11 DECEMBER 2025
In northern Alaska, to help preserve and celebrate traditional cultural heritage, we recently partnered with local Doyon Tribal leaders on a social mapping exercise and videography project.
Our 100%-owned Roosevelt project is just above the Arctic Circle in northern Alaska, where we have been exploring for potential copper and zinc resources for the last six years or so. This area is home to the Doyon Tribes and for them, Alaska’s vast interior has been their traditional homeland for tens of thousands of years.
We have been engaging with the Doyon Tribes and the Doyon Native Corporation, as part of our commitment to building strong relationships with communities, including Indigenous, Traditional and Tribal Peoples. This includes community meetings and webinars to share project updates, listen to feedback and discuss employment, training and procurement opportunities. Our work also involves support for local cultural events and activities, contributing to cultural wellbeing by bringing regional villagers together to celebrate tribal traditions.

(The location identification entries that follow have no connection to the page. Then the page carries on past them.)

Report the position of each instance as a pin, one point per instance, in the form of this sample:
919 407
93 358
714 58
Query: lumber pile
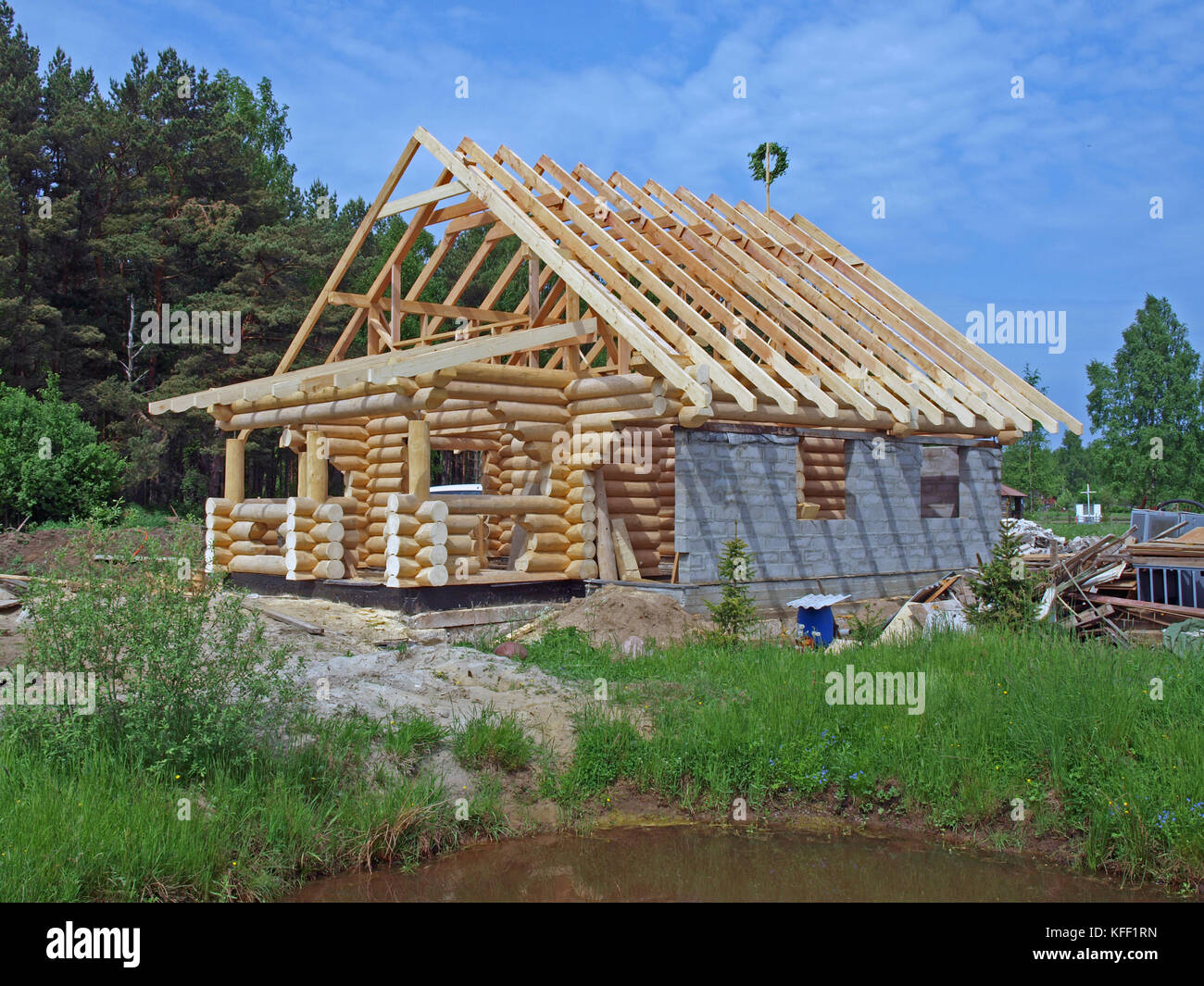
1112 588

Due to their remote location, the Doyon people can face various struggles, including limited economic opportunities, high living costs and other socioeconomic challenges. But they are also close-knit and resilient community, passionate about the longevity of their culture and traditions.
To help preserve and celebrate this traditional cultural heritage, we recently partnered with local Tribal leaders on a social mapping exercise and videography project. Elders and community knowledge keepers across generations were invited to participate, with the aim of documenting cultural meanings, traditions and knowledge from those with deep and long-standing connections to the land and community.

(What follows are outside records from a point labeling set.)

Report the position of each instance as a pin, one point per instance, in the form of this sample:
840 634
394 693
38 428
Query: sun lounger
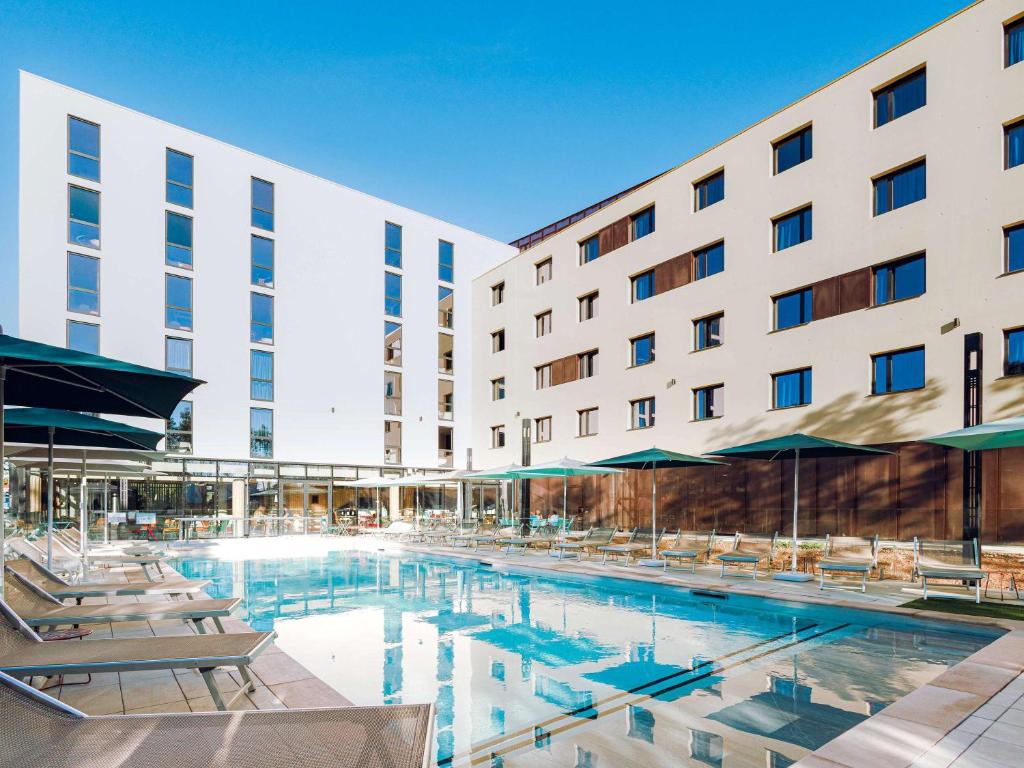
43 611
749 550
38 731
24 653
849 554
54 585
956 560
691 546
590 542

Together, we developed digitised maps highlighting culturally significant locations, and supported the production of videos featuring community members sharing stories, traditions and their reflections on the importance of cultural knowledge in maintaining healthy families and strong Tribal communities. Once complete, the materials were returned to the communities as large-format maps and videos.
By preserving cultural knowledge in modern, accessible formats, this initiative will help to celebrate Tribal history, traditions and values, strengthen the sense of belonging within Tribal communities and enable this rich cultural knowledge to be shared now and for generations to come.